One of large print titles I’ve recently read is The Little Giant of Aberdeen County by Tiffany Baker. The title alone held my interest. No, it isn’t about the Aberdeen here in Washington State, but Aberdeen County in upstate New York. The story starts in 1953 when a big baby named Truly Plaice is born. Truly has a hard time fitting in, literally and figuratively, with other peoples’ perceptions. She has to learn how to grow on the inside to match her outside girth. Aberdeen County, in all its quirkiness, serves as a microcosm for the larger world and reminds us that we are all different and that things—and people—are not always as they seem.

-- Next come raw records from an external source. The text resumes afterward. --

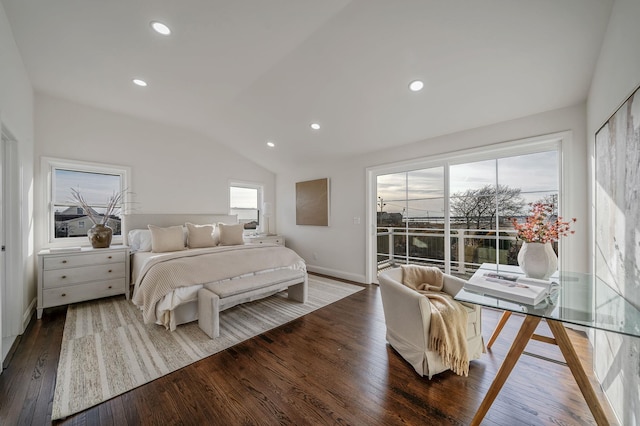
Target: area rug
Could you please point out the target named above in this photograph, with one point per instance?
(108, 350)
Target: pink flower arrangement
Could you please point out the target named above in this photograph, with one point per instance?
(540, 227)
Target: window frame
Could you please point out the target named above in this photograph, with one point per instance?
(260, 202)
(48, 167)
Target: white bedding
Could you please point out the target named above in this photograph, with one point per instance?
(186, 294)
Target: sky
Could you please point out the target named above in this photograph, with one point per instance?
(96, 188)
(535, 174)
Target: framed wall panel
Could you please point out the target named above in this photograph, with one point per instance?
(312, 202)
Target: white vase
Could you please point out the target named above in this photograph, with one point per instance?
(538, 260)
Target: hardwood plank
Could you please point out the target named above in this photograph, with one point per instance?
(331, 366)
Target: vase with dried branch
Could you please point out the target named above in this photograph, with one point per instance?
(100, 234)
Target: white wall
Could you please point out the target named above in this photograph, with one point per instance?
(340, 250)
(617, 74)
(16, 115)
(173, 170)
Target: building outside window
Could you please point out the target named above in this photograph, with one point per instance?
(67, 222)
(457, 214)
(244, 201)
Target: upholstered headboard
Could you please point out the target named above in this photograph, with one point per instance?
(141, 221)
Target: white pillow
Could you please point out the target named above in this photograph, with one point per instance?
(200, 236)
(166, 239)
(139, 240)
(231, 235)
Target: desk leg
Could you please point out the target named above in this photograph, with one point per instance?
(517, 347)
(570, 356)
(503, 320)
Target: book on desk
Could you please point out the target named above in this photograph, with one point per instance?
(515, 288)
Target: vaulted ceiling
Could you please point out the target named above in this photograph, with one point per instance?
(244, 72)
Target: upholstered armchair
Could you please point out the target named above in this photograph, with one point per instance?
(408, 315)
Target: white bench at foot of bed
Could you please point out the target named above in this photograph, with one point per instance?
(216, 297)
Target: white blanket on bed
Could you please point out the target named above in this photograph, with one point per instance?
(164, 273)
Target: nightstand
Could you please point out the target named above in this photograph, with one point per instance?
(75, 276)
(265, 239)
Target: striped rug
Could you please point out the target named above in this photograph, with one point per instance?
(107, 349)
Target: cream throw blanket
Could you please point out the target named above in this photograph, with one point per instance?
(448, 327)
(168, 271)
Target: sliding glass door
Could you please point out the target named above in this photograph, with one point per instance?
(457, 214)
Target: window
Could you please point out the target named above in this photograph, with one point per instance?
(455, 212)
(66, 221)
(244, 201)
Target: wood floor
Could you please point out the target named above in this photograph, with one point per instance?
(332, 366)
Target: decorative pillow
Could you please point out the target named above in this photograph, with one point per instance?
(231, 235)
(200, 236)
(166, 239)
(139, 240)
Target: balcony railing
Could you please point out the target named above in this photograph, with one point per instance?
(468, 248)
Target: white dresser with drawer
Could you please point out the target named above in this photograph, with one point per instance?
(75, 276)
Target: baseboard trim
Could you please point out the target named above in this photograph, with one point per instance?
(28, 313)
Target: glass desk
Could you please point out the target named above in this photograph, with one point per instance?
(580, 299)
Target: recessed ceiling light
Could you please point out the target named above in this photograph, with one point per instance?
(416, 85)
(160, 28)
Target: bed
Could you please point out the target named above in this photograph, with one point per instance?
(185, 255)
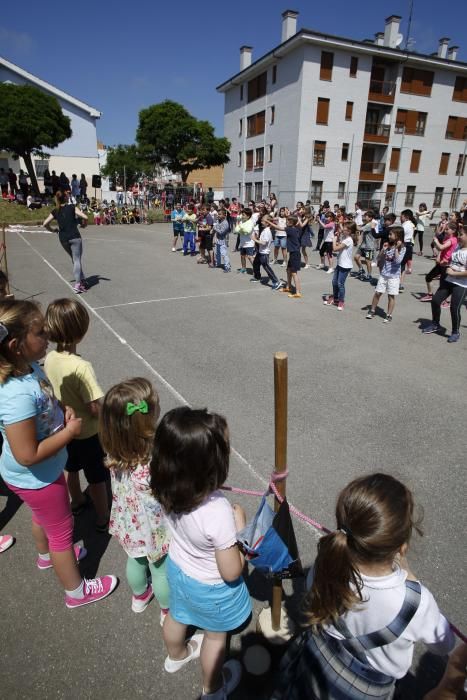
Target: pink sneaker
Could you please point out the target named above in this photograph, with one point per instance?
(43, 564)
(6, 541)
(139, 603)
(94, 589)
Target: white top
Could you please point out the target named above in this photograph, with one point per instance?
(383, 597)
(408, 231)
(344, 256)
(197, 535)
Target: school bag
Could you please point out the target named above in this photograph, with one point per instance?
(320, 667)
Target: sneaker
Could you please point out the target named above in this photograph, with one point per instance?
(94, 589)
(139, 603)
(432, 328)
(43, 564)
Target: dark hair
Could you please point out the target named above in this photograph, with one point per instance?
(190, 458)
(375, 518)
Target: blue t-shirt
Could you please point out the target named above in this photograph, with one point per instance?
(28, 397)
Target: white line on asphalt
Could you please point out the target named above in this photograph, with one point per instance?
(181, 399)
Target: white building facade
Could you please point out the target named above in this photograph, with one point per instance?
(323, 117)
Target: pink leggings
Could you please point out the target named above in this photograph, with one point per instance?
(50, 508)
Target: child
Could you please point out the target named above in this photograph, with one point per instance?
(365, 608)
(343, 246)
(189, 465)
(127, 425)
(454, 285)
(35, 432)
(389, 260)
(75, 384)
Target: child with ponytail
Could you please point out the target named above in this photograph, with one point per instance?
(365, 608)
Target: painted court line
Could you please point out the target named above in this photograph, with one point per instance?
(176, 394)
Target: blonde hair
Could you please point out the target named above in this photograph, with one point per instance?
(128, 439)
(67, 322)
(17, 317)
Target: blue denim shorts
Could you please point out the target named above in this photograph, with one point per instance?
(219, 607)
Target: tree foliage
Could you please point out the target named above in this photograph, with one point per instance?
(169, 135)
(30, 120)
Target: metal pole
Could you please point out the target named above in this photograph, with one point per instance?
(280, 461)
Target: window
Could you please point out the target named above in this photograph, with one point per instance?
(457, 128)
(409, 196)
(319, 153)
(415, 161)
(322, 110)
(460, 89)
(395, 158)
(444, 163)
(257, 87)
(460, 164)
(316, 193)
(255, 124)
(417, 82)
(438, 196)
(327, 62)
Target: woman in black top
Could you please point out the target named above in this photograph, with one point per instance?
(69, 236)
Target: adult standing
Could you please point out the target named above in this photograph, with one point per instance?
(65, 214)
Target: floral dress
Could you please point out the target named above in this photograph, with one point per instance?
(137, 520)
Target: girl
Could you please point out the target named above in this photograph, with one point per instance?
(365, 608)
(189, 465)
(69, 236)
(127, 424)
(389, 261)
(454, 284)
(35, 432)
(343, 246)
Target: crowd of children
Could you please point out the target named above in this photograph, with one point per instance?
(366, 239)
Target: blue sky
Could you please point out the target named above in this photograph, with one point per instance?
(120, 57)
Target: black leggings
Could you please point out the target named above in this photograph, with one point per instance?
(457, 294)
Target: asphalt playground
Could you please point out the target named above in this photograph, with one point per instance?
(363, 396)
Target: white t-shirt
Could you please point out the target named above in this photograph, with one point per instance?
(197, 535)
(344, 256)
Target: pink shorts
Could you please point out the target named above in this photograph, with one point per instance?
(50, 508)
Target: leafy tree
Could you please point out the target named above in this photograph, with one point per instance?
(29, 121)
(128, 156)
(169, 135)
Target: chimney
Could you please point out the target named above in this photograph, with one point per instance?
(245, 56)
(289, 24)
(391, 31)
(443, 47)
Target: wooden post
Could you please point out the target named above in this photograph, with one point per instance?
(280, 461)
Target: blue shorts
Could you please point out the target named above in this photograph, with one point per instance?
(219, 607)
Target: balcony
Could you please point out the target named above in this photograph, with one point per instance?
(377, 133)
(382, 91)
(371, 171)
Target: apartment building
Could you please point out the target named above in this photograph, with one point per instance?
(322, 116)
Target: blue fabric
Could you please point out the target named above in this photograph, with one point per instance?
(30, 396)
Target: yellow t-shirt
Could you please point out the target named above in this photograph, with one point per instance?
(75, 385)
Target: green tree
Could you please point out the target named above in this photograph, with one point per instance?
(30, 120)
(125, 157)
(169, 135)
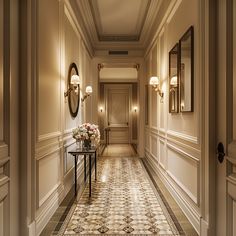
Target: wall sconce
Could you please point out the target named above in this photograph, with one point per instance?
(174, 81)
(74, 81)
(154, 81)
(88, 92)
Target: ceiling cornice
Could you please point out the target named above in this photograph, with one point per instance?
(86, 13)
(76, 15)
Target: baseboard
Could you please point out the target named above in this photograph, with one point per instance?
(188, 209)
(204, 229)
(48, 209)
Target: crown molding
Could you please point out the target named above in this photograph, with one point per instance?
(88, 12)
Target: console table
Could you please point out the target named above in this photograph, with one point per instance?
(86, 152)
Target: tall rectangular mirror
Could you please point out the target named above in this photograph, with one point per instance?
(173, 80)
(186, 48)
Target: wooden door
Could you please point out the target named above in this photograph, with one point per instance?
(226, 119)
(117, 118)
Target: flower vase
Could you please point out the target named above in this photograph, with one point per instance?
(79, 144)
(87, 144)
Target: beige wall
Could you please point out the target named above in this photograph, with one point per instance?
(59, 44)
(9, 128)
(173, 140)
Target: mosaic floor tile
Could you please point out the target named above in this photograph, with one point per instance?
(123, 202)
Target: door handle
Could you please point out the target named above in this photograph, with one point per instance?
(220, 152)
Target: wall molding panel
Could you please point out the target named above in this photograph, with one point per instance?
(49, 136)
(177, 155)
(182, 136)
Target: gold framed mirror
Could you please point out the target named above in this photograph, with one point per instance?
(174, 80)
(186, 66)
(73, 90)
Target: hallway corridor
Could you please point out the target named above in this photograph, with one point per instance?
(124, 201)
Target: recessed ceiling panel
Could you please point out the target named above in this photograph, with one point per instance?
(117, 20)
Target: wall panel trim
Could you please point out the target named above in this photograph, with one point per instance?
(49, 136)
(186, 137)
(183, 153)
(191, 211)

A patron at one of our senior cart route stops recommended I read When She Flew by Jennie Shortridge. Imagine being a teenage girl living “off the grid” in the forests of the Oregon coast with your father, a Vietnam War veteran, who has post traumatic stress disorder and is prone to anxiety attacks. I enjoyed the local setting of the story. I felt the events were realistic and found the reasons these people would prefer to live healthy lives detached from society fascinating.
Noah’s Compass by Anne Tyler is the story of Liam Pennywell, who set out to be a philosopher and ended up teaching the fifth grade. He has never liked his job teaching at a run-down private school, so early retirement doesn’t bother him. But he is troubled by his inability to remember anything about the first night that he moved into his new spare and efficient condominium on the outskirts of Baltimore. All he knows when he wakes up the next day in the hospital is that his head is sore and bandaged. Liam tells his young grandson that Noah wasn’t going anywhere in the Ark. “He was just trying to stay afloat. He was just bobbing up and down, so he didn’t need a compass, or a rudder, or a sextant.”
This is Where I leave You by Jonathan Tropper is another novel I enjoyed in large print. Shortly after Judd’s wife leaves him for his boss (when they are literally “caught in the act”), Judd’s father Mort passes away. Judd’s mother brings the entire family together in mourning. During this week of sitting Shiva, Judd realizes his siblings are even more dysfunctional than he is, and the confrontations that ensue are full of raw emotion and humorous consequences.